Tratamento de efluentes com elevado teor de sulfatos

Faesa Cristina Fernandes Bastos

Faesa Cristina Fernandes Bastos é responsável Química da Rotcel Indústria Química
e Pós Graduanda em Engenharia Ambiental Integrada pelo Instituto de Educação Tecnológica-IETEC.

1. INTRODUÇÃO

Os íons sulfato são largamente distribuídos na natureza e “podem estar presentes em águas naturais e em minerais, tais como mirabilita, tenardita, barita entre outros” (APHA, 1985).

 A presença de alto teor de sulfatos na água pode causar gosto amargo e provocar diarréia e desidratação tanto no homem quanto nos animais. Problemas de corrosão em encanamentos na rede coletora também são freqüentes devido à presença de altos níveis de sulfatos na água.

As características dos efluentes industriais dependem das matérias primas, das águas de abastecimento e do processo industrial sendo que a concentração dos poluentes é função das perdas no processo ou pelo consumo de água (GIORDANO, 2004). No processo em estudo, o efluente é proveniente da produção de ácido sulfônico, ou seja, do processo de sulfonação do Alquilbenzeno Linear, o mais importante precursor para a fabricação de tensoativos biodegradáveis para o setor de detergentes domésticos e produtos de limpeza industrial.

A reação ocorre da seguinte forma:
 
Após a produção do alquilbenzeno linear sulfonado - LAS (ácido sulfônico), nas tubulações do processo pode haver interferência de ácido sulfúrico residual, então procede-se a lavagem destas tubulações com solução de hidróxido de sódio. Esta água de lavagem caracteriza o efluente em estudo.

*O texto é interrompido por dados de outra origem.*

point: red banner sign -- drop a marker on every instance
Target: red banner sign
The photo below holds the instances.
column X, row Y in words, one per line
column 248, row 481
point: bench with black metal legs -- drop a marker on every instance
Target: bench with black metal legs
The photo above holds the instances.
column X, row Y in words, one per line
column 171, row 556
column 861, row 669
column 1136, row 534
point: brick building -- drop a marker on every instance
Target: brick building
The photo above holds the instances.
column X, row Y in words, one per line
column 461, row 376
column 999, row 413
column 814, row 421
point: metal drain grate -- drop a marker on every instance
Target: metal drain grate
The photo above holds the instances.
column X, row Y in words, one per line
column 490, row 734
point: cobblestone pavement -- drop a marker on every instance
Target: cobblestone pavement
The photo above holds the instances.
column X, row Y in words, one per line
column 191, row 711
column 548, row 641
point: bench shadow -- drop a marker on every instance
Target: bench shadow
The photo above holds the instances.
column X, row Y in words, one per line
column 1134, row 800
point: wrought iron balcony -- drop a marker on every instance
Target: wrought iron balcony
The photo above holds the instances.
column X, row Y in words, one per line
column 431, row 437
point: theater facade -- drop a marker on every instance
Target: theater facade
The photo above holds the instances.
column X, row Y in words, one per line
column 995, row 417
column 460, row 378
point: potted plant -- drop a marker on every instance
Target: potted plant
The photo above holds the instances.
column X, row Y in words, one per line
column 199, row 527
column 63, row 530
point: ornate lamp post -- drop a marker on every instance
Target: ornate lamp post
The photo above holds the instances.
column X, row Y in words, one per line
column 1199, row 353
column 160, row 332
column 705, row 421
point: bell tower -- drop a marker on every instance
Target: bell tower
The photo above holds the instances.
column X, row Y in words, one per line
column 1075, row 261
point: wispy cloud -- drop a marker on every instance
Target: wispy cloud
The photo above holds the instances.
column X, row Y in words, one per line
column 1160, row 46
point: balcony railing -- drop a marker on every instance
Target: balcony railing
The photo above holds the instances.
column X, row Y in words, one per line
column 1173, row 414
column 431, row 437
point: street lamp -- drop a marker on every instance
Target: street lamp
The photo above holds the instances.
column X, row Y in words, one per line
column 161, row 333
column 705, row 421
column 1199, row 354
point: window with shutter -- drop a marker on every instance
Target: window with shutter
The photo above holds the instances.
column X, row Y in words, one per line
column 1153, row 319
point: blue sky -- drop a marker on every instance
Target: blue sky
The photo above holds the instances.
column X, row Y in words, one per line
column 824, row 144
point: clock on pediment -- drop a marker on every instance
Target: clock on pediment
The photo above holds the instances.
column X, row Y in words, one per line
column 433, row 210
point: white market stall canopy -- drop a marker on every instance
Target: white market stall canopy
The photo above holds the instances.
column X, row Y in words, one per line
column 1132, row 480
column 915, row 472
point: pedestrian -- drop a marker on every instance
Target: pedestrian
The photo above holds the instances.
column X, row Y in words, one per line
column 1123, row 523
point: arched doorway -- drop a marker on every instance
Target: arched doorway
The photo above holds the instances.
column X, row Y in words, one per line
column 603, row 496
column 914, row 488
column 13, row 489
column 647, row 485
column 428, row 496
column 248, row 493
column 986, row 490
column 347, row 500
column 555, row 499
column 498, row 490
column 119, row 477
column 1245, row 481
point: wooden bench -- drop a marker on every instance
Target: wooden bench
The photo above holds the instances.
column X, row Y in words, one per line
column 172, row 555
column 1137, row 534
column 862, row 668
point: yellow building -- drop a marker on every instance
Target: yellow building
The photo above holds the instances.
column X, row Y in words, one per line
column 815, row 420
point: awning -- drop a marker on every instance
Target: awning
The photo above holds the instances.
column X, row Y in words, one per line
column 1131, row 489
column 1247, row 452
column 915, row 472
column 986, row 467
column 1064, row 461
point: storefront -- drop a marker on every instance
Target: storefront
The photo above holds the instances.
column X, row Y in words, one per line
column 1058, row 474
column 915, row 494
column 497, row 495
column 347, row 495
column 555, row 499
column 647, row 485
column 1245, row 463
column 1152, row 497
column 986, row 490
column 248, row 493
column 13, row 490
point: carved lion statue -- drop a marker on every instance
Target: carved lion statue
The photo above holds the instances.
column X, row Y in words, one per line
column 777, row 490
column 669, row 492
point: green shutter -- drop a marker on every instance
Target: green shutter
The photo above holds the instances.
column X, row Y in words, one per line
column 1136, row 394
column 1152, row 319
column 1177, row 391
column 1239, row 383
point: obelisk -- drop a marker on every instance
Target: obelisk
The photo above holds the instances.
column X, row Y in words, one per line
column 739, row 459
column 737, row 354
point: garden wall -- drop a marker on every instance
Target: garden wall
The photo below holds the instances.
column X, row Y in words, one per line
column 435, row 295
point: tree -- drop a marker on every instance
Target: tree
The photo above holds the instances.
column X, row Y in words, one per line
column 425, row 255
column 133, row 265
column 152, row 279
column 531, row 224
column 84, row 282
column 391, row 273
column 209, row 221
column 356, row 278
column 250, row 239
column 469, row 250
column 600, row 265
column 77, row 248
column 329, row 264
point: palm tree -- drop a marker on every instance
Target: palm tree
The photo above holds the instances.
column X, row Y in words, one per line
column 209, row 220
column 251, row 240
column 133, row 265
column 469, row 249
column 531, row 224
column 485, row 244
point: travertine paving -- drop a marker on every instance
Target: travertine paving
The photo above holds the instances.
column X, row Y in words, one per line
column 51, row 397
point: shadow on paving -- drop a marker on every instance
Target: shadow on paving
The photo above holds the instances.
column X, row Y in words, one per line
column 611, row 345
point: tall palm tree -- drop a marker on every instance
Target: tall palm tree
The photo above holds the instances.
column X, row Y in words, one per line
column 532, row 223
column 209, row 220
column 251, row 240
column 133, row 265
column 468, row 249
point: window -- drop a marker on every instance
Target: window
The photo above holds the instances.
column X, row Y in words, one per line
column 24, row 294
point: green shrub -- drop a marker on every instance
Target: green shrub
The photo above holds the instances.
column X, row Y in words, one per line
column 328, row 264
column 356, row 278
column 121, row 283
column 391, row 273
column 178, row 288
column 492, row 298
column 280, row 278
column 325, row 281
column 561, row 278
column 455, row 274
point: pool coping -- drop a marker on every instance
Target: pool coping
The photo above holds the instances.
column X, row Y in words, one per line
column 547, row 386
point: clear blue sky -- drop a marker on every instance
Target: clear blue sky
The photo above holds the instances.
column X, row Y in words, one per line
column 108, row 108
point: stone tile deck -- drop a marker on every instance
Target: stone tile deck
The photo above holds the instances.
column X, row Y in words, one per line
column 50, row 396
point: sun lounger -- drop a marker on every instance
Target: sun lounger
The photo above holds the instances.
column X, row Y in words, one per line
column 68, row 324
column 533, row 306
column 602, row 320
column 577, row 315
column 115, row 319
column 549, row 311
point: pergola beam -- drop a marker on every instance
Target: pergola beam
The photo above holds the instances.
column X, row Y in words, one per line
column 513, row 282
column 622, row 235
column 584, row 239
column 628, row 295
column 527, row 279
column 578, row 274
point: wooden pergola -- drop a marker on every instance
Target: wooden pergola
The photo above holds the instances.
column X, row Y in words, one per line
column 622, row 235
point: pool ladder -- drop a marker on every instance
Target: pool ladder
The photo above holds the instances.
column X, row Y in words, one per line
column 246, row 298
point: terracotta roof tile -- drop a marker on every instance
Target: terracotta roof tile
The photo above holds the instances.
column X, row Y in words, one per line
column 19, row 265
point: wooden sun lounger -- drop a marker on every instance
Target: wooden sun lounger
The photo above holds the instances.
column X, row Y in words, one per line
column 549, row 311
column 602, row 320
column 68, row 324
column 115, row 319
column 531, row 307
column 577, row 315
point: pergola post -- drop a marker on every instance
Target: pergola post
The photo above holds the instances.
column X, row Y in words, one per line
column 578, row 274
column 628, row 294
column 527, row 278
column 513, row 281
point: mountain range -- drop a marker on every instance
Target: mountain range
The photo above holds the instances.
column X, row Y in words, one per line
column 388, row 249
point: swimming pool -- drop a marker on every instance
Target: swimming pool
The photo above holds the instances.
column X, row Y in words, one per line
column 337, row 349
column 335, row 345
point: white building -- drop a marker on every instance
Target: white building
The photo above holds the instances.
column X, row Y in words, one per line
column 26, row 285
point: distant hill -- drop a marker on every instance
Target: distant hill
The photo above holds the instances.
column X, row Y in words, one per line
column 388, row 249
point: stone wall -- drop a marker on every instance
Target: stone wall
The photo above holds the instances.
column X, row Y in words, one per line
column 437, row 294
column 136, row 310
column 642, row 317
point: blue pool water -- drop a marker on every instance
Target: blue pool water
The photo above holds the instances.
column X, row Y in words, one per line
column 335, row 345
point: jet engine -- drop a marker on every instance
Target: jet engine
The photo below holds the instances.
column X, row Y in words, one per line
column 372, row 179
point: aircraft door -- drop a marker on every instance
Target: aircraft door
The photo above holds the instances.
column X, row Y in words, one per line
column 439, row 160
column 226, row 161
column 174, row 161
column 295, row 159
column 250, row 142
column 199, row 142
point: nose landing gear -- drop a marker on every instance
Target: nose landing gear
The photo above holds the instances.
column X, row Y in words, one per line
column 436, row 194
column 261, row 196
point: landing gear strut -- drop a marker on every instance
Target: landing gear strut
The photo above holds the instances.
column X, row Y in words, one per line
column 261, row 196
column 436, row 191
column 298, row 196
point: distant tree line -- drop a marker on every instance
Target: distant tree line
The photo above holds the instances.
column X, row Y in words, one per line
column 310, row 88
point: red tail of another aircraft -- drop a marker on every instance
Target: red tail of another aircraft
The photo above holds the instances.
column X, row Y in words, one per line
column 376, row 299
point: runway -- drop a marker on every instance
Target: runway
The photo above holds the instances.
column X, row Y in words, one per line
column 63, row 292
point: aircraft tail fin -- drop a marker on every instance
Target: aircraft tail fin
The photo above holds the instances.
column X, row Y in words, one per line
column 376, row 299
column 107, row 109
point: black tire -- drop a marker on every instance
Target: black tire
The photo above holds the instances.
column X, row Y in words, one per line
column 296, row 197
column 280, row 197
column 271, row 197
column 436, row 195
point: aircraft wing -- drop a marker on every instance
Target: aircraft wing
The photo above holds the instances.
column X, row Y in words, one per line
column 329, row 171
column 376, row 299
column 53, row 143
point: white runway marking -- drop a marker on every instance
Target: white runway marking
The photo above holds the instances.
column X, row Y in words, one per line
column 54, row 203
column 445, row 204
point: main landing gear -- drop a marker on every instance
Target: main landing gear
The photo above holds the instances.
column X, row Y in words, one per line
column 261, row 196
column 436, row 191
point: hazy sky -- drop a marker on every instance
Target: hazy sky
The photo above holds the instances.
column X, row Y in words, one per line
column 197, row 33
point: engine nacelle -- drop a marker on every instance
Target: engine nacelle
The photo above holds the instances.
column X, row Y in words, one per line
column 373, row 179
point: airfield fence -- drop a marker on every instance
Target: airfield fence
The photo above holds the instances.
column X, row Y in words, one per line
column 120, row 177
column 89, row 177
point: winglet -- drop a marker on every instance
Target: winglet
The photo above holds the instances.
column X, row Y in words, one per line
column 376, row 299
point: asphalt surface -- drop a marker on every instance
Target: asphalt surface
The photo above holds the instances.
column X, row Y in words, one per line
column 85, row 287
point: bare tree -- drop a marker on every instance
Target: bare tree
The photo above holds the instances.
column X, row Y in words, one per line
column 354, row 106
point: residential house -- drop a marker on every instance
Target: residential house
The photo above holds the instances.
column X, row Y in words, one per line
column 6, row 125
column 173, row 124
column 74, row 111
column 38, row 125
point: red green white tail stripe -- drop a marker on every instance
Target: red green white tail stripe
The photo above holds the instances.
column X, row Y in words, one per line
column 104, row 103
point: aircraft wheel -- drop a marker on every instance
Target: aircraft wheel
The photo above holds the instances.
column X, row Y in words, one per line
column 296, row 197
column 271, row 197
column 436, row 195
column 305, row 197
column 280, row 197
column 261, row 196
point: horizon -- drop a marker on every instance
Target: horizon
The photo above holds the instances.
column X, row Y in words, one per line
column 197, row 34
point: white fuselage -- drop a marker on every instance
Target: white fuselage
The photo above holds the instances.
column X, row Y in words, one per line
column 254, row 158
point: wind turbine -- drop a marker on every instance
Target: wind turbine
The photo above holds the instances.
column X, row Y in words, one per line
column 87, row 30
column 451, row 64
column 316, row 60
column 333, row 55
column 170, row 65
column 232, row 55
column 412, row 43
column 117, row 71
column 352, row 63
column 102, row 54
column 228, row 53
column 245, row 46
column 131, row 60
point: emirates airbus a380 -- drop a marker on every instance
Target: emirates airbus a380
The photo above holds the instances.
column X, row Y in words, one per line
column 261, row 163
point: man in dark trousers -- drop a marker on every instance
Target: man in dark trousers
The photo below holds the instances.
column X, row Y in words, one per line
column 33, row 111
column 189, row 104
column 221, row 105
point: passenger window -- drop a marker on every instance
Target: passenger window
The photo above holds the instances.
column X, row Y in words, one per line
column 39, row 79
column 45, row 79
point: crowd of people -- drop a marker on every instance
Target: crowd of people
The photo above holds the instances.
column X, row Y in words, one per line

Tabela 1-Dados Químicos do efluente estudado:

Parâmetros    Resultado
pH    11,90
Sulfatos    20.110mg/L
Óleos e Graxas    26,5mg/L
ABS (detergentes)    10,4mg/L
DQO    3.085mg/L
DBO     160,0mg/L


Os tratamentos de efluentes com alto teor de sulfatos se dividem em três tipos principais: físico-químico através de coagulantes, por precipitação química de sulfatos e tratamento biológico anaeróbico.

O tratamento físico-químico consiste na remoção de sólidos em suspensão de através da adição de produtos químicos, formando compostos insolúveis e, consequentemente, passíveis de serem removidos por processos físicos de separação. Os processos físicos envolvidos são “peneiramento, filtração, gradeamento, flotação ou outros meios de separação física” (KUNZ, PERALTA-ZAMORA, 2002).

Os processos de tratamentos químicos ocorrem por meio de reações químicas que removem poluentes ou facilitam um tratamento posterior do efluente. Alguns processos de tratamento químico são: clarificação, precipitação, redução de íons, oxidação por ozônio, adsorção e troca iônica. (KUNZ, PERALTA-ZAMORA, 2002; ALMEIDA, ASSALIN, DURÁN, 2004).

Os processos químicos para tratamento de efluentes envolvem frequentemente dois processos:

Coagulação: o efluente recebe dosagens, sob forte agitação, de coagulantes que são substâncias com a função de desestabilizar e aglomerar (juntar) partículas sólidas que se encontram no líquido.

Floculação: o efluente recebe dosagens de polieletrólito (polímeros ou taninos) e, sob agitação lenta, proporciona que as partículas sólidas se aglutinarem em flocos maiores, facilitando a remoção das mesmas do meio líquido.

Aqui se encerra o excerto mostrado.